Marie-France Steinlé-Feuerbach

Professeur émérite en droit privé
Directeur honoraire du CERDACC

 

TGI Paris, 14 janvier 2019, N° RG : 17/07529 A lire ICI

 

Le 3 janvier 2004, un Boeing 737 de la compagnie égyptienne Flash Airlines s’écrase sur la Mer Rouge quelques instants après son décollage de l’aéroport de Charm-El-Cheikh à destination de Paris. L’accident a entraîné le décès des 148 passagers et membres d’équipage, dont 135 français. Une information contre X a été ouverte immédiatement par le parquet de Bobigny, il faudra attendre le 11 juillet 2017 pour que le juge d’instruction du tribunal de grande instance de Paris rende une ordonnance de non-lieu. Saisi par l’Association de défense des familles des victimes de la catastrophe aérienne de Charm El Cheick, le tribunal de grande instance de Paris reconnaît l’existence d’un déni de justice en raison de la durée excessivement longue de l’instruction.

 

Mots clés : accident aérien ; association de défense ; délai excessif d’instruction ; déni de justice ; dommages et intérêts.

L’instruction relative à un accident aérien est nécessairement longue car elle suppose de nombreuses expertises et dans la présente affaire des difficultés supplémentaires ont surgi en raison d’une absence de coopération efficace avec les autorités égyptiennes. Il aura fallu plus de treize années d’instruction pour que, finalement, celle-ci s’achève sur un non lieu. Par acte du 23 mai 2017, l’Association de défense des familles des victimes de la catastrophe aérienne de Charm El Cheick a assigné l’agent judiciaire de l’Etat aux fins de voir dire que la responsabilité de l’Etat est engagée sur le fondement de l’article L. 141-1 du code de l’organisation judicaire et au paiement de la somme de 10 000 € en réparation du préjudice moral.

Selon l’article L. 141-1 du code de l’organisation judicaire, « L’Etat est tenu de réparer le dommage causé par le fonctionnement défectueux du service public de la justice.

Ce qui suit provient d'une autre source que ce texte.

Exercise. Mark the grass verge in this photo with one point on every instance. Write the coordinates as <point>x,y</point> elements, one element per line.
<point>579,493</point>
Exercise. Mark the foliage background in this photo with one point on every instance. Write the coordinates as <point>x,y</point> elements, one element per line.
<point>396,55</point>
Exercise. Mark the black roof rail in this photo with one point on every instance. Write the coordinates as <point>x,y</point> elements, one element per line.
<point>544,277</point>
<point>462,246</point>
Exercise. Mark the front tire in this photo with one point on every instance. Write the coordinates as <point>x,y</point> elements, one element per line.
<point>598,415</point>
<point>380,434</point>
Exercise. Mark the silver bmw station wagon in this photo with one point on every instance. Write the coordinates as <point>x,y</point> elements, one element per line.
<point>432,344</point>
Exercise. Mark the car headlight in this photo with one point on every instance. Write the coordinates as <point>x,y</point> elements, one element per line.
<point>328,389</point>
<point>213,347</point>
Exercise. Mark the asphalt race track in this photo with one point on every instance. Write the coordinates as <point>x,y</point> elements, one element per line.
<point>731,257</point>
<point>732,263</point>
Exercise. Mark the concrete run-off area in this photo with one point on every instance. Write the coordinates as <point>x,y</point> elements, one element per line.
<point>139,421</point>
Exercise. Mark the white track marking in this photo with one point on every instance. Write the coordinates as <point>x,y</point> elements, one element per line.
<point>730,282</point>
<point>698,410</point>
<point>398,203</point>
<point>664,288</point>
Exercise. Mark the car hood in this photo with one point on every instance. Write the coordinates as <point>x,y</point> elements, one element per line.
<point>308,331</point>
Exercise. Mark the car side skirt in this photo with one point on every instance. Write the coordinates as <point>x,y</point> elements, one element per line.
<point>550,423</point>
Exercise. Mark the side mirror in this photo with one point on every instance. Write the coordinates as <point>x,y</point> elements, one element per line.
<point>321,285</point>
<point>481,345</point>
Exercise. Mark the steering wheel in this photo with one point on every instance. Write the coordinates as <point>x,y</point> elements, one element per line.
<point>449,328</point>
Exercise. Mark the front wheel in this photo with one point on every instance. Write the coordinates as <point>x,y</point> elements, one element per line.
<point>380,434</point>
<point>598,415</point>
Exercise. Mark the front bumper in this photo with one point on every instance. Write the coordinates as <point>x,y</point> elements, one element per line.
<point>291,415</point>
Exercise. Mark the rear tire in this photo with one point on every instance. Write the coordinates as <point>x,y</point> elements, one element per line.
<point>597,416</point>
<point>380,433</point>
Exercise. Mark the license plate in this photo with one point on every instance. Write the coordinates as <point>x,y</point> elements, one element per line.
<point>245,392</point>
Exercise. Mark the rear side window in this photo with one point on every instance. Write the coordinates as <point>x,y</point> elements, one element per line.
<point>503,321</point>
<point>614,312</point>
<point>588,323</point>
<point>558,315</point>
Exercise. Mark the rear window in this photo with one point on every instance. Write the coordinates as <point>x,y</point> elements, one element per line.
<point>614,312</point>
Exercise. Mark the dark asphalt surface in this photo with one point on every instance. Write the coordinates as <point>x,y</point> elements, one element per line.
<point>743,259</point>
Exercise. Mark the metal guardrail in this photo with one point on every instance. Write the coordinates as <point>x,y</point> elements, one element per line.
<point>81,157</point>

Sauf dispositions particulières, cette responsabilité n’est engagée que par une faute lourde ou par un déni de justice. »

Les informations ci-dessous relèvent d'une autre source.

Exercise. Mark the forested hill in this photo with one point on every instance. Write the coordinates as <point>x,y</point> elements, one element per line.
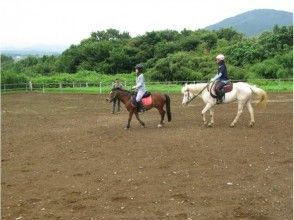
<point>253,23</point>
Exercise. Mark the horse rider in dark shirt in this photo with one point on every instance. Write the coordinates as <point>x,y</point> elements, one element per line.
<point>221,78</point>
<point>116,85</point>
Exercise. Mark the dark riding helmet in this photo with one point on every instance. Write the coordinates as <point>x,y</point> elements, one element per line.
<point>139,67</point>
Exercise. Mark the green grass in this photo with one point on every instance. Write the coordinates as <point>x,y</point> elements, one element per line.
<point>267,85</point>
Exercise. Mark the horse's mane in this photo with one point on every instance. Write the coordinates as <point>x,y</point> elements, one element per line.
<point>197,87</point>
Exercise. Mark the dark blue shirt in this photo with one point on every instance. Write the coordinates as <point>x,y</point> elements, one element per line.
<point>222,69</point>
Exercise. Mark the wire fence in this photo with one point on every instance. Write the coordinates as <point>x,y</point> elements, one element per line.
<point>105,87</point>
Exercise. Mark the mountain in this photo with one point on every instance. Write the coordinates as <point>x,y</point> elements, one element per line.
<point>253,23</point>
<point>37,50</point>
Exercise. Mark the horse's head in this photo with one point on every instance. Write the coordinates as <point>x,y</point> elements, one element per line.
<point>187,94</point>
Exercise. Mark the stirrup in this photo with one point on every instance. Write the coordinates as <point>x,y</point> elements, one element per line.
<point>219,101</point>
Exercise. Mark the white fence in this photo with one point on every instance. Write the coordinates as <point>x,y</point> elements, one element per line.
<point>105,87</point>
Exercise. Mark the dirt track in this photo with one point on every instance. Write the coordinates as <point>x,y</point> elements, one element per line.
<point>66,157</point>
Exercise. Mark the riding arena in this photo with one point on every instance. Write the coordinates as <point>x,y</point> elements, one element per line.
<point>65,156</point>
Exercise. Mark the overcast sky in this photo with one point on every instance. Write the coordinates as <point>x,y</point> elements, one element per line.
<point>64,22</point>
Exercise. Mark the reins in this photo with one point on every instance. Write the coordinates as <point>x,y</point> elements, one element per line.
<point>197,94</point>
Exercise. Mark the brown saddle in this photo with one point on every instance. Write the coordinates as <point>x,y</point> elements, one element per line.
<point>228,87</point>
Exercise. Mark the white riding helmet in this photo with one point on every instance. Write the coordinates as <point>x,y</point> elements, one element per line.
<point>220,57</point>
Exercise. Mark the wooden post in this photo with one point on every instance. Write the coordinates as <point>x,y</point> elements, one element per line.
<point>31,86</point>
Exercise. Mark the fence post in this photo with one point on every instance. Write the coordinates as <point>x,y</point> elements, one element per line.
<point>31,86</point>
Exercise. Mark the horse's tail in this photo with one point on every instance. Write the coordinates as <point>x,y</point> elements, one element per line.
<point>261,93</point>
<point>167,98</point>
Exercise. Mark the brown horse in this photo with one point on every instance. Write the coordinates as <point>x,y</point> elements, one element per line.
<point>158,102</point>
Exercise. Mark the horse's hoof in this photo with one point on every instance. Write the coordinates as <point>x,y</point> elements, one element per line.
<point>159,125</point>
<point>210,125</point>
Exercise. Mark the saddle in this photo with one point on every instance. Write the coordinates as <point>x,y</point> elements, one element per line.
<point>146,99</point>
<point>228,87</point>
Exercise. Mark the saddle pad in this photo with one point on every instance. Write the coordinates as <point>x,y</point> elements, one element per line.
<point>147,101</point>
<point>228,87</point>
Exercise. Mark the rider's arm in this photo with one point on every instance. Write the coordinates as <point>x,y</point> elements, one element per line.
<point>216,76</point>
<point>140,81</point>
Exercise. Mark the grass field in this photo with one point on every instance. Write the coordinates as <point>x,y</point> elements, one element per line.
<point>174,88</point>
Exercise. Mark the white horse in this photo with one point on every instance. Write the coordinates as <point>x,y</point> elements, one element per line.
<point>242,92</point>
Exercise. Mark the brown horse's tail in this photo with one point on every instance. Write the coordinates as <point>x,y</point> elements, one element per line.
<point>262,95</point>
<point>167,105</point>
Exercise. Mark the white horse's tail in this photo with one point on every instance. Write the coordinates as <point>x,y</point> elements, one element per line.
<point>261,94</point>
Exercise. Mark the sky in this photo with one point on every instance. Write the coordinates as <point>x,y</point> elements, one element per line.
<point>26,23</point>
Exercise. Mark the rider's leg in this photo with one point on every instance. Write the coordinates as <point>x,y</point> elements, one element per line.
<point>138,100</point>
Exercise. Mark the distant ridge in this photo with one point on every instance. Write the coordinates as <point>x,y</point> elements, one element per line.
<point>253,23</point>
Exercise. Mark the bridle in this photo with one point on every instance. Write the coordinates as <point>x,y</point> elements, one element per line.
<point>190,100</point>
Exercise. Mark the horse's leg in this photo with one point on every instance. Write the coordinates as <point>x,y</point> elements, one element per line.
<point>206,108</point>
<point>251,112</point>
<point>137,116</point>
<point>239,112</point>
<point>130,118</point>
<point>162,114</point>
<point>211,111</point>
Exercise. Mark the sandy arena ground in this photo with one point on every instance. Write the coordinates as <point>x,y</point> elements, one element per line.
<point>65,156</point>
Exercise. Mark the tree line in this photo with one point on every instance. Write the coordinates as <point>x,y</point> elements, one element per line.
<point>168,55</point>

Pour le TGI de Paris « Un déni de justice correspond à un refus d’une juridiction de statuer sur un litige qui lui est présenté ou au fait de ne procéder à aucune diligence pour instruire ou juger les affaires (…) s’appréciant sous l’angle d’un manquement du service public de la justice à sa mission essentielle, il englobe par extension, tout manquement de l’Etat à son devoir de protection juridictionnelle de l’individu, qui comprend celui de répondre, sans délai anormalement long, aux requêtes des justiciables, conformément aux dispositions de l’article 6-1 de la Convention européenne des droits de l’homme ».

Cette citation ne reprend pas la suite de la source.